Immunotherapy Shows Survival Benefit in Cervical Cancer After Chemoradiotherapy

Immunotherapy used after chemoradiotherapy shows better survival outcomes for patients with cervical cancer.

Using immunotherapy after chemoradiotherapy is safe and effective for patients with cervical cancer, according to study findings published in JAMA Oncology.

For most women with lymph node-positive cervical cancer, the dis- ease recurs despite chemoradiotherapy, according to the researchers, who said they wanted to examine immunotherapy in the upfront treatment setting.
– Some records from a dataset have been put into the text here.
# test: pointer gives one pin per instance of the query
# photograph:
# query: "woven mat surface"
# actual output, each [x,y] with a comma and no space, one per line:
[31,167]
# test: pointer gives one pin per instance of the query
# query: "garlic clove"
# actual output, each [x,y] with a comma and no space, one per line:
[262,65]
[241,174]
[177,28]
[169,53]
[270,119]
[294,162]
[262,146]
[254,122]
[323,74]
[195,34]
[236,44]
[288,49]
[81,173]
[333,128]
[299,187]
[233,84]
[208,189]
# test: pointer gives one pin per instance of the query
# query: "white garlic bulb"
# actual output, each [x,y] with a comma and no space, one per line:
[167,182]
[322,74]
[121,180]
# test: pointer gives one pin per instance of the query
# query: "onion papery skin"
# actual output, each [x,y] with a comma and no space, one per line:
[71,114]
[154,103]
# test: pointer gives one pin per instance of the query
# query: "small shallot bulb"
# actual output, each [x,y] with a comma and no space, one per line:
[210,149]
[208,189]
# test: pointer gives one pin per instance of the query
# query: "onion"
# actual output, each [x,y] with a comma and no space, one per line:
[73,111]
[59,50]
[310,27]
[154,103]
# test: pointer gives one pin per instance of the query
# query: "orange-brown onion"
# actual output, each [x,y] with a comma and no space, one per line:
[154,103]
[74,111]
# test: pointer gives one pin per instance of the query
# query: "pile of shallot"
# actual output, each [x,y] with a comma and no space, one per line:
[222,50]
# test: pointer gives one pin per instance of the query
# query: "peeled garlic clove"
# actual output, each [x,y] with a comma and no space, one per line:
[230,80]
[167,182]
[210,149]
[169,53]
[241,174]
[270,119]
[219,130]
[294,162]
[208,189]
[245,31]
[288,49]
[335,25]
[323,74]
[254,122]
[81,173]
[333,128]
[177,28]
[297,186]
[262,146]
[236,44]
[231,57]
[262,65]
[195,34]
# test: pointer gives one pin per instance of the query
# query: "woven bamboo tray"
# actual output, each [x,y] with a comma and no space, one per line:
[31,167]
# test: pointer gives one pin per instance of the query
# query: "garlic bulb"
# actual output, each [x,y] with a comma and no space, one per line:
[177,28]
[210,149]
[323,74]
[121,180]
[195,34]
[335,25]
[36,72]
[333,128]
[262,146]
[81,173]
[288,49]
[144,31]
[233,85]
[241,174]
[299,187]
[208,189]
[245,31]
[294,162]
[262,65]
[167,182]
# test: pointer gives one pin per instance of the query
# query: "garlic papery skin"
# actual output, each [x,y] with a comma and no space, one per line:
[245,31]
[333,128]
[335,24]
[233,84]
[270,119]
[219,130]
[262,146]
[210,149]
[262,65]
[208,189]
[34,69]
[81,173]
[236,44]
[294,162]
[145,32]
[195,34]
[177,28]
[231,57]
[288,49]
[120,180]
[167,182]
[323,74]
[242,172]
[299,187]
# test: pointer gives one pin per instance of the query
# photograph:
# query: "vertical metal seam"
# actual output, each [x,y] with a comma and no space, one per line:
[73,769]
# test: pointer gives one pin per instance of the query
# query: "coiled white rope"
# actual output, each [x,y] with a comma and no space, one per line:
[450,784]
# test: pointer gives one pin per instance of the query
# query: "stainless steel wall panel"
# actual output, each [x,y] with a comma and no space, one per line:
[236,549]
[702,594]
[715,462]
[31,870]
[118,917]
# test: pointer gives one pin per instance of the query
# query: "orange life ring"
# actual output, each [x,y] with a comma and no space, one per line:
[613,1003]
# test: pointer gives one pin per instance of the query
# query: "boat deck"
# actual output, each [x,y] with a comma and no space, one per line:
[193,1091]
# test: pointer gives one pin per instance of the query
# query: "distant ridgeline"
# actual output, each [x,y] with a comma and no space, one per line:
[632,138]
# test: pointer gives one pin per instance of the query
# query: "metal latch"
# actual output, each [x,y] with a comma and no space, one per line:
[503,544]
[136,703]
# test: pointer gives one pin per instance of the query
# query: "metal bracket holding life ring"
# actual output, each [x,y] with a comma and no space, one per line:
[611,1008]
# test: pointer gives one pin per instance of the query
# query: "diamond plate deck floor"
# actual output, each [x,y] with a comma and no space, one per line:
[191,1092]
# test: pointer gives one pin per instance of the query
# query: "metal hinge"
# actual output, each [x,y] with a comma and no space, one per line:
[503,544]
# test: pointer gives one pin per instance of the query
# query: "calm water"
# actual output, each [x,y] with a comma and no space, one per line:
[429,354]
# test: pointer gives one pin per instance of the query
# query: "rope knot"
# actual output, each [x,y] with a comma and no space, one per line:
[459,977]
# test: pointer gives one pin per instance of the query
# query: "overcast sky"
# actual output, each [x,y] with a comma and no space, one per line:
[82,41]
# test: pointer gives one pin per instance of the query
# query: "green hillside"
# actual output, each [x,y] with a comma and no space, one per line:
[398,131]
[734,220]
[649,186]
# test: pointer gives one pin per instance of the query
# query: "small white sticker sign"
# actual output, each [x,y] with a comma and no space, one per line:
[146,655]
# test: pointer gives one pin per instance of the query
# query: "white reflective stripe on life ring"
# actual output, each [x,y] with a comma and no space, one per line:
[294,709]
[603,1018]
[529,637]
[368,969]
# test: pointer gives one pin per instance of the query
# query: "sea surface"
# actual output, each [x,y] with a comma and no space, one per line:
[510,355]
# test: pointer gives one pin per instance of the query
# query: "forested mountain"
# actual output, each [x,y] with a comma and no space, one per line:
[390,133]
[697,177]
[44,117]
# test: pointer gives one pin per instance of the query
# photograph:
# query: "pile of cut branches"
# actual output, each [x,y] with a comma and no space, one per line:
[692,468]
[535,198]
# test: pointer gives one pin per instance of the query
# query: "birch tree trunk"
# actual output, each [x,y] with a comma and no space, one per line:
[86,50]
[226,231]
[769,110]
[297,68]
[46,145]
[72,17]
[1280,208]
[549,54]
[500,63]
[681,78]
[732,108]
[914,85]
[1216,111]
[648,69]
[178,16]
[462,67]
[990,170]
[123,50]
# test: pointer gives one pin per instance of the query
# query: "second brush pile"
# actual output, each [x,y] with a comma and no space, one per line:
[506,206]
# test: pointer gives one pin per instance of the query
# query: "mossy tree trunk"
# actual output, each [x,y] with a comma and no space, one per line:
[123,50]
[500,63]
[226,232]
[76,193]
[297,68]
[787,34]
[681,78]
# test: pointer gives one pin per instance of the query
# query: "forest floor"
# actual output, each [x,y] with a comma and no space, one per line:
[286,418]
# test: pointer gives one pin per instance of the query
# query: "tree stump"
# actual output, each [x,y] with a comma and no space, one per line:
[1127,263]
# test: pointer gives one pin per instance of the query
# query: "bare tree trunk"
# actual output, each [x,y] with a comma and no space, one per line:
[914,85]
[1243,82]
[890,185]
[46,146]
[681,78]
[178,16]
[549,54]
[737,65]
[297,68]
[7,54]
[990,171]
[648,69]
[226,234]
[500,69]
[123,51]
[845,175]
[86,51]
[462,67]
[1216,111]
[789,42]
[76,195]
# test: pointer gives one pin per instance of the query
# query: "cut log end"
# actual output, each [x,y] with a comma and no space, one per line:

From December 2012 to August 2016, 34 women with stage 1b2 to 4a cervical cancer with positive pelvic lymph nodes, para-aortic lymph nodes or both were enrolled in the clinical trial. Patients were a median age of 50 and most (69%) were white.

Thirteen patients were excluded from analysis because they didn’t receive Yervoy (ipilimumab), a type of immunotherapy. However, 21 women went on to get the medication via IV infusion every 21 days for four doses following chemoradiotherapy.

Researchers saw a survival benefit in the women who received Yervoy. The 12-month overall survival rate was 90%, and 81% of women lived without their disease worsening. Just two patients had grade 3 side effects, dermatitis and an increase in lipase (a protein made by the pancreas).